By Carl Szabo
March 9, 2018 at 5:00 am ET
Recently, the U.S. Supreme Court heard oral arguments in the case of United States vs. Microsoft. In the case, the federal government has demanded that Microsoft turn over a suspect’s data that is stored in Ireland. In essence, the U.S. is trying to exact extraterritorial reach for evidence. The case has attracted much attention due to increasingly unclear legal standards for law enforcement access to electronic data stored overseas.
The inter-connected system of networks enables us to share data across local, state and national jurisdictions in the blink of an eye. When law enforcement has a warrant for data stored in another country, a difficult legal situation arises.
Current laws complicate the legitimate interests of law-enforcement agencies and fail to consider the interests of foreign governments and their citizens. This uncertainty can undermine trust in the services provided by U.S. internet companies, preventing greater international harmonization of privacy, due process and civil rights.

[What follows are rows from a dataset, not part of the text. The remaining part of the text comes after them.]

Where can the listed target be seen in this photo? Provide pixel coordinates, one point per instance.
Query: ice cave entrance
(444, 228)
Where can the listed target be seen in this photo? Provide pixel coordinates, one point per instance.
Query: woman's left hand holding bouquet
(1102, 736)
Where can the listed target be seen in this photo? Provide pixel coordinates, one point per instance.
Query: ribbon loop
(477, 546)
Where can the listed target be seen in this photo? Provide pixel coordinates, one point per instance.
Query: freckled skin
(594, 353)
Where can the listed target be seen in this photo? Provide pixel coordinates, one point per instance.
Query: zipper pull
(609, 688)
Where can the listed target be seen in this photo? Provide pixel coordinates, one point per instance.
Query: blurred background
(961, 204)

Conflicts like those demonstrated in United States v. Microsoft can leave service providers trapped – either violating a foreign law by not complying with a legal order to disclose data, or an American law designed to prevent such disclosure without proper process.
There is a solution: the Clarifying Lawful Overseas Use of Data Act.

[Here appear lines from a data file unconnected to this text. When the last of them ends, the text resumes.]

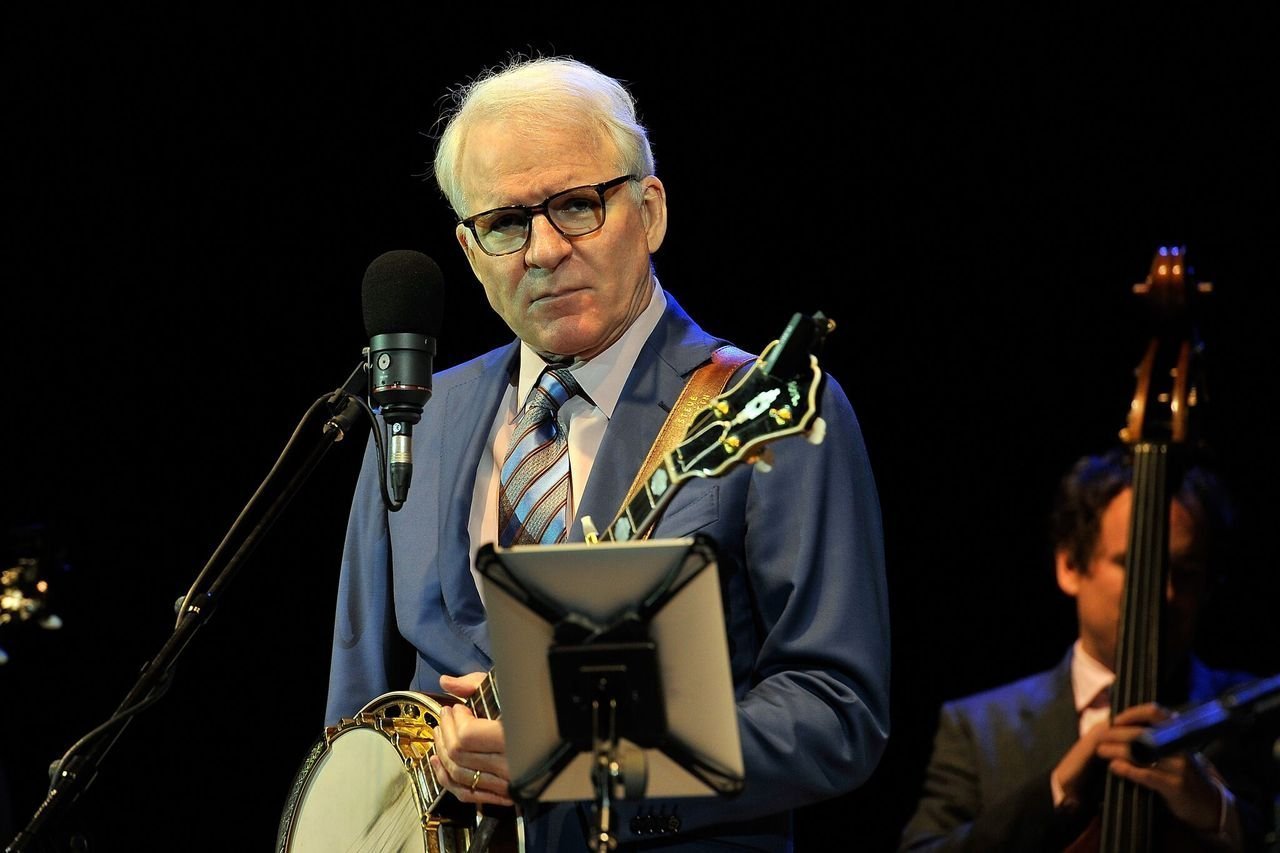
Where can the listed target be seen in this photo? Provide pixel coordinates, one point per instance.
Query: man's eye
(507, 222)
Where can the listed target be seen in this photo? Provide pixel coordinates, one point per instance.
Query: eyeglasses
(572, 213)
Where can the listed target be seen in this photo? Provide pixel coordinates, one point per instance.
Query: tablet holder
(607, 687)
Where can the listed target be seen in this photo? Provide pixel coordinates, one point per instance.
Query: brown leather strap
(707, 383)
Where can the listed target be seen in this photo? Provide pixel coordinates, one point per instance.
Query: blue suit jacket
(801, 570)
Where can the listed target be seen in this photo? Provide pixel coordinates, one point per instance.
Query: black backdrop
(192, 203)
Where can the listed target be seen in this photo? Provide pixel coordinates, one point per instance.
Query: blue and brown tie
(533, 502)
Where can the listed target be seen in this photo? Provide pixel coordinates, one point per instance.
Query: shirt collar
(600, 378)
(1088, 676)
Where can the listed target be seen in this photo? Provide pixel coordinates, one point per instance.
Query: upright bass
(1161, 429)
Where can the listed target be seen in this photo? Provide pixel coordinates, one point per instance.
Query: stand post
(78, 766)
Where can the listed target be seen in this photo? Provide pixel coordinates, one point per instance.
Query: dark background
(192, 201)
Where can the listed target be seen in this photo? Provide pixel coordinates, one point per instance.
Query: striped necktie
(533, 502)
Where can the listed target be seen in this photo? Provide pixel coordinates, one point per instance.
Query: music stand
(612, 670)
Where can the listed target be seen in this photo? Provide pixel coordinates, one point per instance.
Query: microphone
(401, 296)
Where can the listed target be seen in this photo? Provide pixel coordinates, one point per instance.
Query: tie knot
(554, 387)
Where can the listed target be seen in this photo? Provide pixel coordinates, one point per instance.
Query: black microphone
(402, 295)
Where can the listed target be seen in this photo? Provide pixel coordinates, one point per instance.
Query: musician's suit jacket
(987, 784)
(801, 571)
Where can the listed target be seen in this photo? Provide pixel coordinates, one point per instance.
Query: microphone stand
(77, 769)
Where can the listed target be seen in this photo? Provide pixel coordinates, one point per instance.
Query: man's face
(565, 296)
(1098, 588)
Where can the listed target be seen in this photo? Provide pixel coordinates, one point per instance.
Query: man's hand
(1185, 783)
(470, 757)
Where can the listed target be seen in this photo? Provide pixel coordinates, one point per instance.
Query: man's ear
(1068, 576)
(653, 208)
(469, 249)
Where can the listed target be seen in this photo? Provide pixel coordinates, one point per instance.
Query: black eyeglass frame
(531, 210)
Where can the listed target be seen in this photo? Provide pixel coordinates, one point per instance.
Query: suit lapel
(470, 405)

The CLOUD Act clarifies the legal morass and improves civil rights reforms by demanding foreign countries needing access to data stored on American soil to adhere to a high standard of privacy and civil-rights requirements.

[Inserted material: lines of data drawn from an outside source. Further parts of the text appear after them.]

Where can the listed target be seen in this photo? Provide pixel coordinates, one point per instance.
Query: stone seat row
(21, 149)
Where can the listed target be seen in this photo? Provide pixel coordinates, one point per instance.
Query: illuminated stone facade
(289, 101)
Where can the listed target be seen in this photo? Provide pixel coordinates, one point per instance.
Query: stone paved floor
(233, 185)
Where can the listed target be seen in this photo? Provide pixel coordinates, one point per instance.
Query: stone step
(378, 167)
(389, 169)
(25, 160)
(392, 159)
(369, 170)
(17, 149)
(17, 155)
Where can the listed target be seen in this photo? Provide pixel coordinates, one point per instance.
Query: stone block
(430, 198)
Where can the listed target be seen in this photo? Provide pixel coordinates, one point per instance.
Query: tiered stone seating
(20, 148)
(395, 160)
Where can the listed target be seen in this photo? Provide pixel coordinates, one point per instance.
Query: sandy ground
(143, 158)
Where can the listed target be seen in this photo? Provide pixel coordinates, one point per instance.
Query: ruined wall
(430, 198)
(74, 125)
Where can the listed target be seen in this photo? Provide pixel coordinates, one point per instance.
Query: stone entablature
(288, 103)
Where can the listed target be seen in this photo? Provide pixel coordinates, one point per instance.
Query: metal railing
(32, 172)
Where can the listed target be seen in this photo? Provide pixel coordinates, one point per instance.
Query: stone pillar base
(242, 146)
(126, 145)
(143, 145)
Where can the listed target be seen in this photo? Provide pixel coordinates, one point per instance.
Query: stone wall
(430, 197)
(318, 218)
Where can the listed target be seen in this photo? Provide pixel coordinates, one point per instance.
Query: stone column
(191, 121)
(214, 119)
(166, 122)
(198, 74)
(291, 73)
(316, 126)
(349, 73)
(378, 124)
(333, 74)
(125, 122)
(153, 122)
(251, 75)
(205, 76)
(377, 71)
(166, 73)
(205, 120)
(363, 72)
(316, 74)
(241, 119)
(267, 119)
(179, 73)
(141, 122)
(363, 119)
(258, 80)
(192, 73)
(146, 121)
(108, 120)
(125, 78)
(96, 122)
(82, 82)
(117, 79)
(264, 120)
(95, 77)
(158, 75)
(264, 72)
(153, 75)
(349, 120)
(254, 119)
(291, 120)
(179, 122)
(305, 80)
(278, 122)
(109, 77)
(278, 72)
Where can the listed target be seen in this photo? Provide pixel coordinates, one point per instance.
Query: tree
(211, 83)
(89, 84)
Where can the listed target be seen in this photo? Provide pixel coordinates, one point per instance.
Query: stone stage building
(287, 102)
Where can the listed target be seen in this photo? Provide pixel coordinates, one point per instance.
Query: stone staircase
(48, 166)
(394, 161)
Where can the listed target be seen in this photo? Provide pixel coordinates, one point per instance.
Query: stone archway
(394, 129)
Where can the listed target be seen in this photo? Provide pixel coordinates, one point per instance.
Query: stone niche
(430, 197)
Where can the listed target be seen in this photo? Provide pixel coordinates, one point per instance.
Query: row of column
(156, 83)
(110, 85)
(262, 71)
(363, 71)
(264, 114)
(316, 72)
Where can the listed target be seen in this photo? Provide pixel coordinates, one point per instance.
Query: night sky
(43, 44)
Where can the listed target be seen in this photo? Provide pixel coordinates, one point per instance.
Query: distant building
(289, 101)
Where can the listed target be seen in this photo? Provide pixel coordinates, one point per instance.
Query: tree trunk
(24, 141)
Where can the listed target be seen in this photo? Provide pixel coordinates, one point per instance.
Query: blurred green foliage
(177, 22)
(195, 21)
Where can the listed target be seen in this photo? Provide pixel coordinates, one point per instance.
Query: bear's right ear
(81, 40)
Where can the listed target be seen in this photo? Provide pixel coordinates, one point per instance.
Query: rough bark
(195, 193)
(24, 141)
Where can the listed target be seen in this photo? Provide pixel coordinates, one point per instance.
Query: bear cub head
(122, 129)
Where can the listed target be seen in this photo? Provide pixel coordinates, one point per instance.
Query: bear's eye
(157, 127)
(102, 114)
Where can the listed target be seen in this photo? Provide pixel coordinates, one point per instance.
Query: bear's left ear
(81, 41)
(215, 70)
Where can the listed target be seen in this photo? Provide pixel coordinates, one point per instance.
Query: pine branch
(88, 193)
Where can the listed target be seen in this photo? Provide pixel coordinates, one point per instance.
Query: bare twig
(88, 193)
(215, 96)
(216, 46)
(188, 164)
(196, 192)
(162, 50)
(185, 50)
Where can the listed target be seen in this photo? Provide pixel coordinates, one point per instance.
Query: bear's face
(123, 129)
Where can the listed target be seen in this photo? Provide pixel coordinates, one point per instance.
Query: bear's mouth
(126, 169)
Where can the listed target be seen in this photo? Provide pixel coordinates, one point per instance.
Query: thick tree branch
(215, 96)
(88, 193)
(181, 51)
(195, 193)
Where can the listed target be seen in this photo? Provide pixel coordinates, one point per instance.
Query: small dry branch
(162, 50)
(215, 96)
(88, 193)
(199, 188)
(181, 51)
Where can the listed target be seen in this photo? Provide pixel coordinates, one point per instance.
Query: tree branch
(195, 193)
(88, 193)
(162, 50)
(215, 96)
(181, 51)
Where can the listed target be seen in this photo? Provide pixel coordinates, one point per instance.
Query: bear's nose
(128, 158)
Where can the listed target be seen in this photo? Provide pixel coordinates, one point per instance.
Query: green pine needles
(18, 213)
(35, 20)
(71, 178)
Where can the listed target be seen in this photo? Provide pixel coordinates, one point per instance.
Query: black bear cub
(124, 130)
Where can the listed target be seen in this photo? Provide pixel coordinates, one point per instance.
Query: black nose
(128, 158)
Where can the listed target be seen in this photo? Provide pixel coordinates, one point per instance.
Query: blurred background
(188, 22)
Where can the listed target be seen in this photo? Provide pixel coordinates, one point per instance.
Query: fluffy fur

To obtain such permissive access to this data, countries must first sign a bilateral agreement with the U.S., in which they must demonstrate compliance with a number of civil-rights requirements. These include guarantees that a government demonstrates respect for the rule of law, principles of nondiscrimination and international universal human rights; enacts protections from arbitrary and unlawful interference with privacy; ensures fair trial rights; and protects freedom of expression, association and peaceful assembly.
Moreover, when foreign law enforcement serves a data order to an American service provider, the legal inquiry must be based on articulable and credible facts and subject to independent third-party review or oversight such as by a court, judge or magistrate.
The CLOUD Act is necessary to update the way our law enforcement deals with the borderless nature of online data. However, as some raise concerns about the bill’s ability to safeguard civil rights, we should be diligent to point out its strength in this regard. By demanding solid privacy protections before the CLOUD Act takes effect, international privacy protections will be helped rather than hindered.
We should allow the reward of data disclosure to help bring better civil-rights practices across the globe. Congress must seize the opportunity and pass the CLOUD Act to make international data laws clearer.
Carl Szabo is general counsel for NetChoice. The views of NetChoice do not necessarily represent the views of its underlying members.